How Doulas Work


What Doulas Do (and Don't Do)
Ashley nurses her newborn son, Isaac, as the doula who ended up delivering the baby, background, keeps a watchful eye over them. Student midwife Jessica Lockwood (L), takes Ashley's blood pressure. Jessica Rinaldi/The Boston Globe via Getty Images

If you're about to give birth, don't go firing your midwife or obstetrician just yet. Probably the most common misconception is that doulas deliver babies. In fact, they are not able to perform any type of medical function. "If there is any medical element, be it a syringe, an IV or a heart rate monitor for instance, a doctor, midwife or a nurse will handle that," Bennett says. "But we do hold your hand and help you breathe while these things are being administered, because they can be uncomfortable or bothersome, especially when you are having contractions. Doulas help to ease that."

Doulas should be knowledgeable about medical procedures to the point where they can explain risks, benefits, alternatives and why they're done, but the doula cannot make the decision, pressure a mother into a decision or even give direct advice. Doulas should also avoid contradicting the advice of providers, as they are the trained medical care professionals [source: International Childbirth Education Association].

Medical limitations aside, doulas serve pretty important functions. They typically meet with clients before birth to answer questions, address concerns and equip parents with coping techniques, especially related to pain management.

"We provide a listening ear for any concerns that may come up during pregnancy, anything from fear about birth to the physical discomfort of growing and carrying a small human for nine months," Bennet explains. "We help clients prepare for the birth in whatever ways they are most inclined to do so.
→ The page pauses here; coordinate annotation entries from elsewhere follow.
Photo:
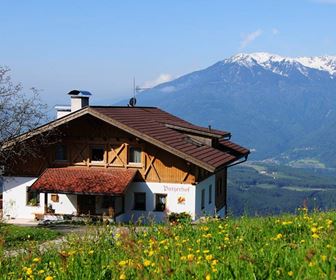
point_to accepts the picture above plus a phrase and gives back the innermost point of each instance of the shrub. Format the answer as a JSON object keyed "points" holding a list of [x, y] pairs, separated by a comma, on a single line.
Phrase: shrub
{"points": [[176, 218]]}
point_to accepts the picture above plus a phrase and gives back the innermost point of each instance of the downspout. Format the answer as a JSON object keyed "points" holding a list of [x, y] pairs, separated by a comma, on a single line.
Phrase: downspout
{"points": [[230, 165]]}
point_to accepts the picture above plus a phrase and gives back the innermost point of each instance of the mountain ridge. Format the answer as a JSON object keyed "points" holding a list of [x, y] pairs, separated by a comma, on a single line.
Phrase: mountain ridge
{"points": [[271, 104]]}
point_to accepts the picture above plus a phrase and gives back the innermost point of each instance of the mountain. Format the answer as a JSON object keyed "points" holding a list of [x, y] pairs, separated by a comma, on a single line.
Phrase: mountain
{"points": [[280, 107]]}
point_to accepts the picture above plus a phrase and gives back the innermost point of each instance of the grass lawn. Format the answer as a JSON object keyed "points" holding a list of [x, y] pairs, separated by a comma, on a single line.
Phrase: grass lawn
{"points": [[12, 236], [284, 247]]}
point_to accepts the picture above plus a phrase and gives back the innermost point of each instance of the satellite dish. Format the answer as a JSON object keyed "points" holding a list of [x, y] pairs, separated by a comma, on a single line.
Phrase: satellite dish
{"points": [[132, 102]]}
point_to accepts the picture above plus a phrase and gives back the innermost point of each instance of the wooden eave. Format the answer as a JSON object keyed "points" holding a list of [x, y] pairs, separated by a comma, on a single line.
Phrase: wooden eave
{"points": [[91, 111]]}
So, if using medications is the route you want to go, we are knowledgeable about which options are available in which birthing facilities and help you think about the best times during your labor process to receive those medications, how they work and what to expect, whether you desire to go early on in labor or stay at home for a little while."

And although the common belief is that doula-involved births are done without pharmaceutical intervention, that's actually not the case. "We share information about alternatives to pharmaceutical pain relief such as water birth, sterile water papules for back pressure, movement, positioning, vocalization, and other specialized techniques, some of which continue to be very comforting even when epidurals are used," Bennett explains.

During labor, a doula gives emotional and physical support to the mother. She ensures that mom gets enough water/fluids and employs pain and stress relief measures like heat or cold therapy. The doula also coaches the mother through pain, using coping skills like visualization, relaxing touch and breathing techniques. A doula can also suggest position changes that help the laboring mother-to-be handle the discomfort and progress in labor [source: International Childbirth Education Association].

Doulas are not intended to replace the father or co-parent during the labor and delivery process. Instead, they should complement and support him and others present for the birth, as well. After the birth, doulas usually assist with first feedings and bonding efforts. Many also work with mothers postpartum to facilitate healing, and consult throughout the often-complicated breastfeeding process [source: National Partnership for Women and Families].